Un padre ha perso la vita nel fiume Tagliamento mentre tentava di salvare i propri figli. L'organizzazione Oikos Ets ha avviato un programma di assistenza per la famiglia colpita dalla tragedia.
Tragedia nel fiume Tagliamento
Un uomo di 38 anni, Agshin Azizov, è deceduto nelle acque del Tagliamento. L'evento è accaduto a Ronchis. L'uomo si era tuffato per soccorrere i suoi figli. Questi ultimi si trovavano in difficoltà nel fiume.
La notizia è stata diffusa da Oikos Ets. Questo ente si occupava dell'accoglienza dell'uomo. La sua famiglia era ospitata in una struttura a Campolongo al Torre.
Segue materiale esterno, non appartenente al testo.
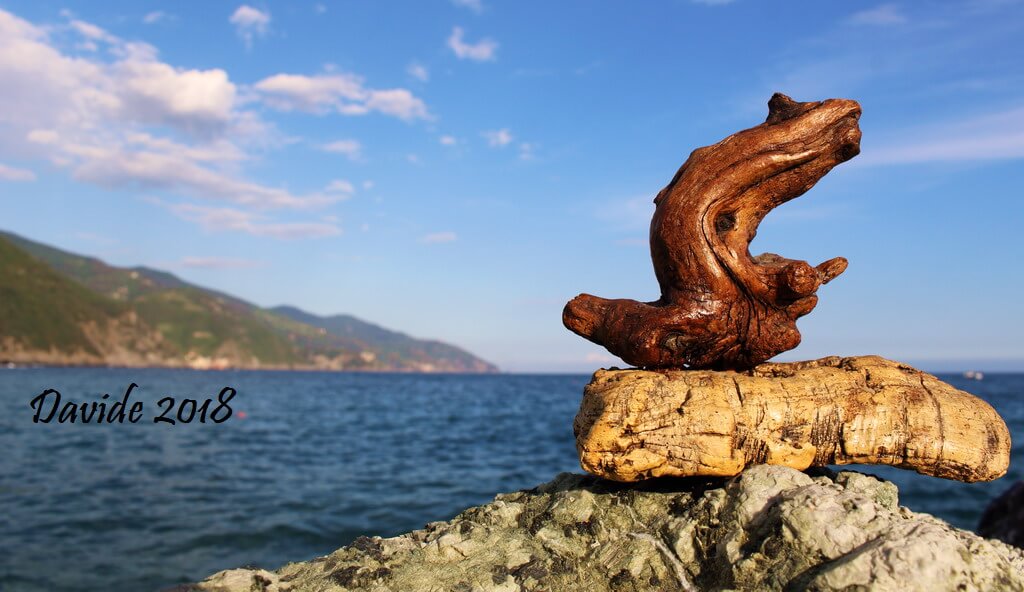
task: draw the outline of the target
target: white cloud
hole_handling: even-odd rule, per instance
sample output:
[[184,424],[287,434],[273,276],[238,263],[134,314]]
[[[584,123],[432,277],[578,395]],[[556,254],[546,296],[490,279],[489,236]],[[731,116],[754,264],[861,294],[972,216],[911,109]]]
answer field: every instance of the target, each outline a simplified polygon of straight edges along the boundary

La località si trova in provincia di Udine.
Un percorso di integrazione interrotto
La famiglia di origine azera era giunta in Italia. Avevano attraversato la cosiddetta rotta balcanica. Dopo il ricongiungimento familiare, avevano intrapreso un percorso di integrazione. Questo percorso era iniziato presso il centro di accoglienza di Pontebba.
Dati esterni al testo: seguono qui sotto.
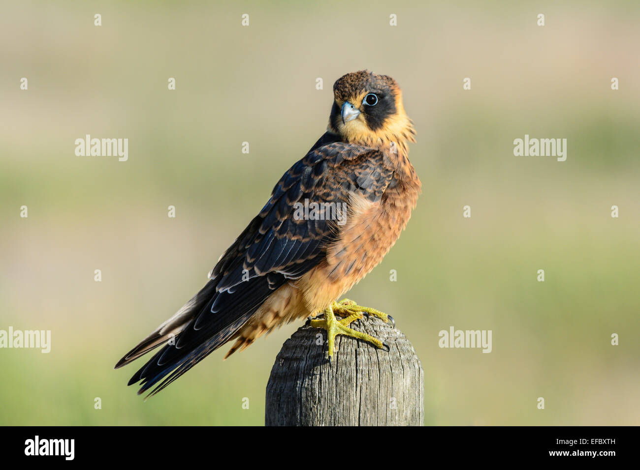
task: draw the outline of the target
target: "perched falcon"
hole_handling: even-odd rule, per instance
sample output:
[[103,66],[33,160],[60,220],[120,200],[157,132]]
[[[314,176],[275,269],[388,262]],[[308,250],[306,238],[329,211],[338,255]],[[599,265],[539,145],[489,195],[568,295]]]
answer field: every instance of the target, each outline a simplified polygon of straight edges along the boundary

Successivamente, si erano trasferiti a Campolongo. Il vicepresidente di Oikos, Ruben Cadau, ha descritto la famiglia. Ha sottolineato la loro forte volontà di inclusione. Desideravano costruire un futuro autonomo in Italia. L'uomo lavorava come operaio meccanico. La sua occupazione era a Tarvisio. Era considerato una persona molto stimata.
Supporto psicologico e assistenziale
La moglie e i tre figli sono ora assistiti dagli operatori di Oikos. Due dei bambini sono riusciti a salvarsi dalla tragedia. La terza figlia non si trovava in acqua al momento dell'incidente. L'associazione sta fornendo loro un supporto completo.
In collaborazione con la Prefettura di Udine. Anche i servizi sociali e l'Azienda sanitaria sono coinvolti. È stato attivato un percorso specifico. Questo percorso include assistenza psicologica e supporto generale. L'obiettivo è aiutare la famiglia ad affrontare il lutto.
La vita interrotta di Agshin Azizov
Agshin Azizov era un uomo di 38 anni. La sua vita è stata spezzata nel fiume Tagliamento. Il suo gesto eroico è stato compiuto per salvare i suoi figli. La famiglia era ospitata da Oikos Ets. Si trovavano a Campolongo al Torre, in provincia di Udine.
La famiglia aveva percorso la rotta balcanica per arrivare in Italia. Avevano iniziato un percorso di integrazione. L'uomo lavorava come operaio meccanico a Tarvisio. Era molto apprezzato per il suo impegno. La sua morte rappresenta una grave perdita.
Assistenza alla famiglia colpita
La moglie e i figli sono ora sotto la tutela di Oikos Ets. L'associazione sta coordinando gli aiuti. La Prefettura di Udine, i servizi sociali e l'Azienda sanitaria collaborano. Viene fornito supporto psicologico. Viene offerta assistenza per affrontare il difficile momento. La famiglia sta elaborando il lutto.
Il vicepresidente di Oikos, Ruben Cadau, ha evidenziato la determinazione della famiglia. Avevano un forte desiderio di integrarsi. Volevano costruire un futuro stabile in Italia. Il tragico evento ha interrotto bruscamente questi piani.